The Department of Justice has made some subtle – but important – changes to its largest grant program, the Byrne Justice Assistance Grant (Byrne JAG), through which it provides states and local jurisdictions nearly $300 million for law enforcement activities. These changes improve the program’s transparency and accountability.
Because DOJ plays such a large role in funding, what they ask of recipients – and how DOJ measures their success – has an outsized impact on criminal justice policy. How DOJ tracks Byrne JAG money has been criticized by the Brennan Center and other groups for measuring things that encourage overly harsh criminal justice policies, such as number of arrests, as opposed to drops in crime, a stronger measure of how successful grant recipients are at improving public safety. Using total number of arrests as a measure of performance can give police an incentive to arrest more people for low-level violations, an ineffective and often counterintuitive crime-reduction strategy. In a marked shift, DOJ has now removed “number of arrests” from its list of “accountability measures.”

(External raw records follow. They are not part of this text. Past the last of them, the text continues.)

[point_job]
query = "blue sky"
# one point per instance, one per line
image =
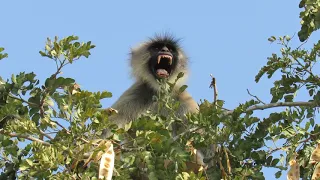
(224, 38)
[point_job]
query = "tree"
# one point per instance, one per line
(52, 130)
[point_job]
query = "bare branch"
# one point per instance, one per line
(46, 135)
(215, 91)
(25, 137)
(185, 132)
(278, 104)
(256, 97)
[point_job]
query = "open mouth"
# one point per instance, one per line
(163, 66)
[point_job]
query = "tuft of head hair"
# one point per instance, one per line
(140, 57)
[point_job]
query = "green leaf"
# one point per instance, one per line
(182, 88)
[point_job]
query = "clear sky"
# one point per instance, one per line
(225, 38)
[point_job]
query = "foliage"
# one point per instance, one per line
(48, 129)
(310, 18)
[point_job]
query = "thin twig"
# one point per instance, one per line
(256, 97)
(215, 91)
(25, 137)
(185, 132)
(46, 135)
(278, 104)
(22, 100)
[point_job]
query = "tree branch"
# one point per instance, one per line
(278, 104)
(215, 91)
(25, 137)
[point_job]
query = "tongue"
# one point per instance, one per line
(162, 73)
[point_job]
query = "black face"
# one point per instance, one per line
(163, 59)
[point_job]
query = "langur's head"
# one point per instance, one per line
(158, 58)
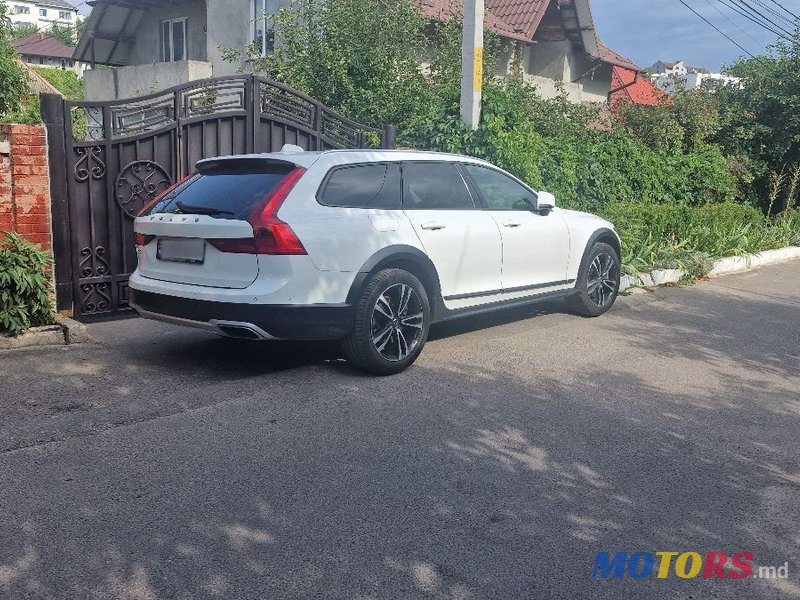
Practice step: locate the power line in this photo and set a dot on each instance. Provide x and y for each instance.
(729, 38)
(755, 20)
(750, 7)
(786, 10)
(774, 12)
(732, 22)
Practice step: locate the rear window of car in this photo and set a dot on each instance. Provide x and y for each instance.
(376, 186)
(434, 186)
(232, 191)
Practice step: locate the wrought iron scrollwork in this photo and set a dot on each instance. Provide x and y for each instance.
(139, 183)
(90, 163)
(95, 298)
(93, 263)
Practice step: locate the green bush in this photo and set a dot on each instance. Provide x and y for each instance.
(691, 237)
(24, 286)
(65, 81)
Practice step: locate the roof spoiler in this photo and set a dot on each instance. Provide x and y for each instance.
(245, 164)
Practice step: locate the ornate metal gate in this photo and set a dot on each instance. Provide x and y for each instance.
(108, 159)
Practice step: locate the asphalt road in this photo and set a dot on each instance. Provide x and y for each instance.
(160, 462)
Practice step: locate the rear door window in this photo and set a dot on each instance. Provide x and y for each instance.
(434, 186)
(374, 186)
(228, 192)
(499, 191)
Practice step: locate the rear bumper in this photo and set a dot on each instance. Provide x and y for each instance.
(253, 321)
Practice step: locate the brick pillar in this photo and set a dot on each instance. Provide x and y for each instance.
(25, 184)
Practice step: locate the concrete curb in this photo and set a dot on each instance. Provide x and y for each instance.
(725, 266)
(66, 332)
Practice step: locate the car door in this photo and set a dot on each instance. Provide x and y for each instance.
(535, 246)
(462, 241)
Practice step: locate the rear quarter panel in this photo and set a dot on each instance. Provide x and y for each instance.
(342, 239)
(582, 230)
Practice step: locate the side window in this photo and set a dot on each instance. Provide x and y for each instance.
(363, 186)
(500, 191)
(434, 186)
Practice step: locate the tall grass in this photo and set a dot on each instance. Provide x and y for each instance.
(692, 237)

DOJ has been under pressure from a unique bipartisan coalition that includes groups such as the Brennan Center, American Civil Liberties Union, Pat Nolan’s Prison Ministries, the Justice Policy Institute, the conservative reform group Right on Crime, and law enforcement groups. This coalition wrote to the Justice Department urging reform of Byrne JAG’s performance measures. As Jim Bueermann, president of the Police Foundation, wrote “new performance measures communicate to law enforcement across the country that the targets they should be aiming for are those that reflect two modern criminal justice goals: reducing crime and reducing mass incarceration.” By moving its measurements beyond a focus on arrests, DOJ is moving in this direction.

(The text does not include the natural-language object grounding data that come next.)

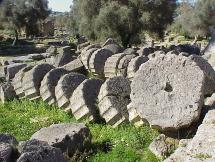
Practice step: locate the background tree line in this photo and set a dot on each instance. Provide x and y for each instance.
(128, 20)
(23, 15)
(125, 20)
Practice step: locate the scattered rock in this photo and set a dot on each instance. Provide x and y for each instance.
(48, 84)
(134, 65)
(83, 101)
(66, 55)
(32, 79)
(65, 88)
(113, 100)
(161, 95)
(11, 70)
(75, 66)
(97, 61)
(123, 65)
(7, 92)
(70, 138)
(111, 65)
(201, 147)
(7, 153)
(114, 48)
(39, 151)
(9, 139)
(85, 56)
(109, 41)
(17, 81)
(161, 147)
(145, 51)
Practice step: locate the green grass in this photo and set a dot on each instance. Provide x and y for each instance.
(123, 144)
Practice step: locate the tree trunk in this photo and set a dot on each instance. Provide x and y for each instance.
(16, 37)
(211, 45)
(195, 40)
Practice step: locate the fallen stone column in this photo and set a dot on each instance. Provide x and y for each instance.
(113, 100)
(168, 91)
(65, 88)
(48, 84)
(32, 80)
(83, 102)
(17, 82)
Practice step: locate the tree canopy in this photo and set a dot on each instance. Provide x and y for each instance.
(124, 20)
(23, 14)
(196, 18)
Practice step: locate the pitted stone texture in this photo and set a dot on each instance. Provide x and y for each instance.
(114, 48)
(130, 51)
(113, 100)
(65, 88)
(70, 138)
(9, 139)
(40, 151)
(66, 55)
(90, 47)
(109, 41)
(168, 92)
(11, 70)
(85, 56)
(98, 59)
(210, 101)
(114, 110)
(17, 81)
(209, 73)
(123, 65)
(48, 84)
(134, 65)
(201, 147)
(156, 54)
(7, 92)
(32, 80)
(74, 66)
(145, 51)
(116, 86)
(134, 117)
(160, 147)
(6, 153)
(84, 98)
(111, 65)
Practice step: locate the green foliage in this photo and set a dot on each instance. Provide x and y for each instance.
(124, 20)
(22, 14)
(195, 18)
(24, 118)
(125, 143)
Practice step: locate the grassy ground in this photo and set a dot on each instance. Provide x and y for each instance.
(123, 144)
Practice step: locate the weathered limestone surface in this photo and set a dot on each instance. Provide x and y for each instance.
(201, 147)
(134, 65)
(65, 88)
(66, 55)
(168, 92)
(40, 151)
(11, 70)
(123, 65)
(7, 92)
(48, 84)
(85, 56)
(111, 65)
(32, 80)
(84, 98)
(98, 59)
(17, 81)
(113, 100)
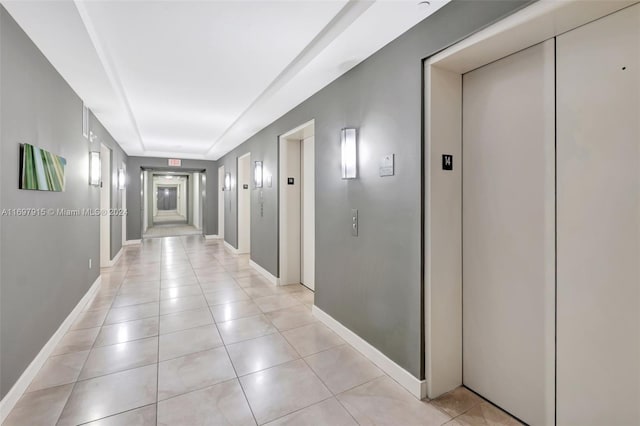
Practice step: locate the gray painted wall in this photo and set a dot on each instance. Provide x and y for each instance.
(45, 260)
(372, 283)
(134, 200)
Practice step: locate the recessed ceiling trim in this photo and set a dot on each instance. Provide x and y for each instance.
(343, 19)
(108, 66)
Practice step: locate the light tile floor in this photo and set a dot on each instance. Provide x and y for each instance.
(184, 333)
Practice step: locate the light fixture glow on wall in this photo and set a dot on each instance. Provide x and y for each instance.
(257, 174)
(349, 154)
(122, 179)
(94, 168)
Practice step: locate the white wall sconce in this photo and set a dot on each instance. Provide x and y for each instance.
(94, 168)
(227, 181)
(257, 174)
(348, 139)
(122, 179)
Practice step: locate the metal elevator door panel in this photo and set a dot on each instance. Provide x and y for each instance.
(167, 198)
(598, 68)
(509, 233)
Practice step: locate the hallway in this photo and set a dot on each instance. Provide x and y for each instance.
(182, 330)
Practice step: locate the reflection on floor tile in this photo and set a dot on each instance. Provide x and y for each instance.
(328, 412)
(245, 328)
(123, 356)
(486, 414)
(145, 416)
(42, 407)
(192, 372)
(221, 404)
(280, 390)
(177, 319)
(384, 402)
(59, 370)
(184, 342)
(457, 402)
(104, 396)
(342, 368)
(312, 339)
(260, 353)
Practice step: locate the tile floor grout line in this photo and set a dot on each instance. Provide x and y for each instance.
(84, 364)
(234, 367)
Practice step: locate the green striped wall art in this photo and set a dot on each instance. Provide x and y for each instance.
(41, 170)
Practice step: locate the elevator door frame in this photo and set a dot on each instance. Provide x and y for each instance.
(442, 130)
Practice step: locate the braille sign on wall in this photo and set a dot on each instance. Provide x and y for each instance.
(447, 162)
(386, 165)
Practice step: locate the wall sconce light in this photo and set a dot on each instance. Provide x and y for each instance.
(122, 184)
(257, 174)
(227, 181)
(94, 168)
(349, 154)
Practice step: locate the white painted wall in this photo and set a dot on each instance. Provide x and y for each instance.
(145, 201)
(308, 234)
(105, 205)
(221, 202)
(599, 222)
(244, 203)
(123, 193)
(195, 197)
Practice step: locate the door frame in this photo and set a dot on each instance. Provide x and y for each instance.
(105, 205)
(285, 252)
(123, 197)
(221, 202)
(240, 208)
(442, 134)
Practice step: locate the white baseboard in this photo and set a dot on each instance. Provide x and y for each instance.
(231, 248)
(20, 386)
(268, 275)
(407, 380)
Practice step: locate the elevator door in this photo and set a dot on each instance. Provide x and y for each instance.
(599, 222)
(508, 233)
(167, 198)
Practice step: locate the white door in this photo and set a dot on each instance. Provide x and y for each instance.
(105, 205)
(599, 222)
(307, 268)
(123, 194)
(195, 197)
(509, 233)
(221, 202)
(244, 204)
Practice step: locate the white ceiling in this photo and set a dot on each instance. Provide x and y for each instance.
(194, 79)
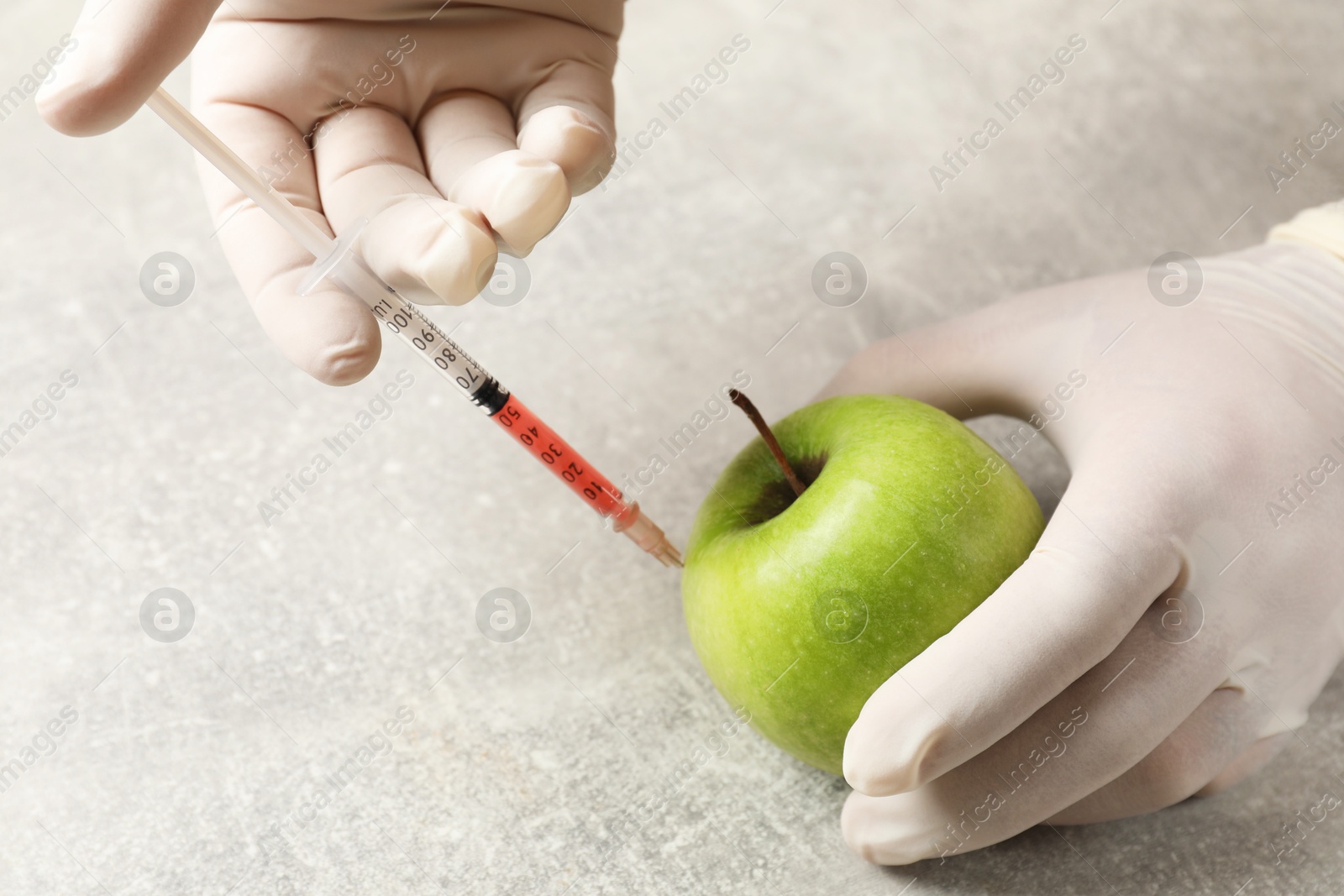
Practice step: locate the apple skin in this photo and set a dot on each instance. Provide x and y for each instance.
(800, 611)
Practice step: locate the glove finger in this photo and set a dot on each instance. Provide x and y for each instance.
(472, 156)
(1097, 567)
(423, 244)
(1089, 735)
(566, 118)
(1202, 747)
(329, 335)
(118, 55)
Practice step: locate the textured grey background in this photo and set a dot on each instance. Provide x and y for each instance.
(523, 757)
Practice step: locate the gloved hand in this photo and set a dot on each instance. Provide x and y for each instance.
(447, 125)
(1183, 606)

In a related move, the Bureau of Justice Assistance, which administers the Byrne JAG program, has published a map breaking down how much money it awards, what recipients use it for. For example, users can learn that in Baytown, Texas, DOJ is spending $21,000 for a “Directed Overtime for Neighborhood Patrols and Firearms Training Project.” Such transparency is important because it allows law enforcement entities to ascertain DOJ’s funding priorities and to learn what similarly situated cities and counties are doing with their Byrne JAG funds. Byrne JAG recipients have noted in the past that this kind of tool would improve how they think about their own funding dollars.

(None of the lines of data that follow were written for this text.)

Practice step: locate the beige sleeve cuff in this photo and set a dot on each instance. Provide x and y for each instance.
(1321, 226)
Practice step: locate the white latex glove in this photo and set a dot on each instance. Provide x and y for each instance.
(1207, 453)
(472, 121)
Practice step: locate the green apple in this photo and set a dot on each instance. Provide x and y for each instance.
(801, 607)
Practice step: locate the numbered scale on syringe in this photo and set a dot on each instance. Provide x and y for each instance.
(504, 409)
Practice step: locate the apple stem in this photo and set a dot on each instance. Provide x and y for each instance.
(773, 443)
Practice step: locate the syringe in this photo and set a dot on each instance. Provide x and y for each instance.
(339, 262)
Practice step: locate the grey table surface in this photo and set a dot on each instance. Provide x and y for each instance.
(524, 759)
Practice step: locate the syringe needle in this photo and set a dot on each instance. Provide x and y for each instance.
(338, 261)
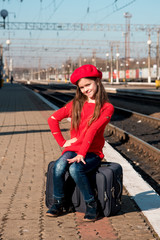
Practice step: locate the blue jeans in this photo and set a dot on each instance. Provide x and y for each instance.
(78, 172)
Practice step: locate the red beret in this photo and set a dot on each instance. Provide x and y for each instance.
(87, 70)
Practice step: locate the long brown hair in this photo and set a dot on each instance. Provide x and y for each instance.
(79, 100)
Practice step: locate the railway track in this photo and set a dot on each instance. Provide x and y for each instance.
(134, 135)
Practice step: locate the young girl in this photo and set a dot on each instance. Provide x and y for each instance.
(90, 112)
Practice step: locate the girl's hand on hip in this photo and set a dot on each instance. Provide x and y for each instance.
(69, 142)
(78, 158)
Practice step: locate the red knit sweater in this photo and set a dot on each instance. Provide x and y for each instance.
(89, 139)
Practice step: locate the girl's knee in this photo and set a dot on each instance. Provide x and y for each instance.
(74, 169)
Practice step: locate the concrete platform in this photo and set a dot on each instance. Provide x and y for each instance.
(26, 148)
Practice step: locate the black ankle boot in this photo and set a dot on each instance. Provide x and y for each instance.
(56, 209)
(91, 211)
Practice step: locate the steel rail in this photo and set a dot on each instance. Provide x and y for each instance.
(140, 145)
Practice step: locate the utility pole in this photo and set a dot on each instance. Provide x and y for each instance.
(149, 58)
(127, 16)
(157, 48)
(1, 65)
(111, 63)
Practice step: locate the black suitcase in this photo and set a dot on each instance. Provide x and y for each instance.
(106, 181)
(69, 188)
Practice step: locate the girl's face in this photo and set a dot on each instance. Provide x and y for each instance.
(88, 87)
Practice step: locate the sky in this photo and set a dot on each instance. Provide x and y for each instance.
(49, 48)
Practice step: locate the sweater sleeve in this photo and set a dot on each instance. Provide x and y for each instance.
(55, 118)
(95, 126)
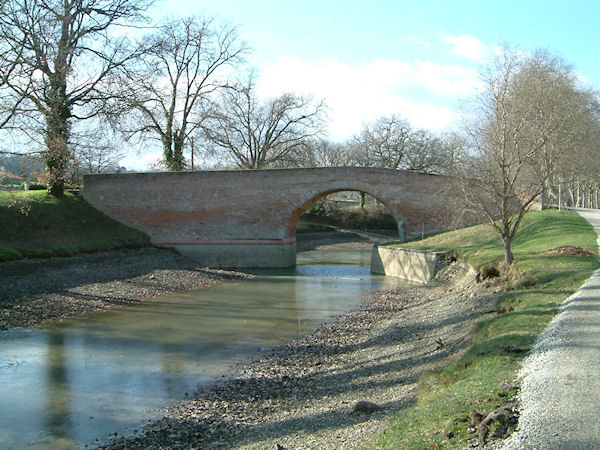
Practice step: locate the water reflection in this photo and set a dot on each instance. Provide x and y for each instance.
(68, 384)
(58, 398)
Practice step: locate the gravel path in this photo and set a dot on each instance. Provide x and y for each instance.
(560, 392)
(337, 387)
(44, 290)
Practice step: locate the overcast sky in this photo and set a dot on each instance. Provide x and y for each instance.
(417, 59)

While these are all steps in the right direction, there is more to be done. “Is a new questionnaire going to “fix” over-policing of minor crimes and over-incarceration of non-violent offenders? No. But changing incentives is a first step in changing culture,” The Atlantic noted. It is imperative that the Justice Department continue to pave the way for reform by improving other performance measures. For example, it can evaluate recipients on whether they screened those they arrested for drug or alcohol abuse or whether they spend Byrne JAG funds to improve police relations with the community. DOJ could ask what the law enforcement entity’s crime prevention strategy is or whether activities funded by Byrne JAG have improved how safe people feel visiting public spaces in specific jurisdictions. Tying funding as closely as possible to these types of goals will provide incentives for improving the safety of communities.
Because JAG funds travel throughout the country and touch so many criminal justice agencies and programs, they provide a unique pressure point for change to help the justice system better drive toward reducing crime and mass incarceration. This type of “Success-Oriented Funding” approach, which the Brennan Center has advocated be adopted more broadly, properly aligns incentives with desired policy outcomes.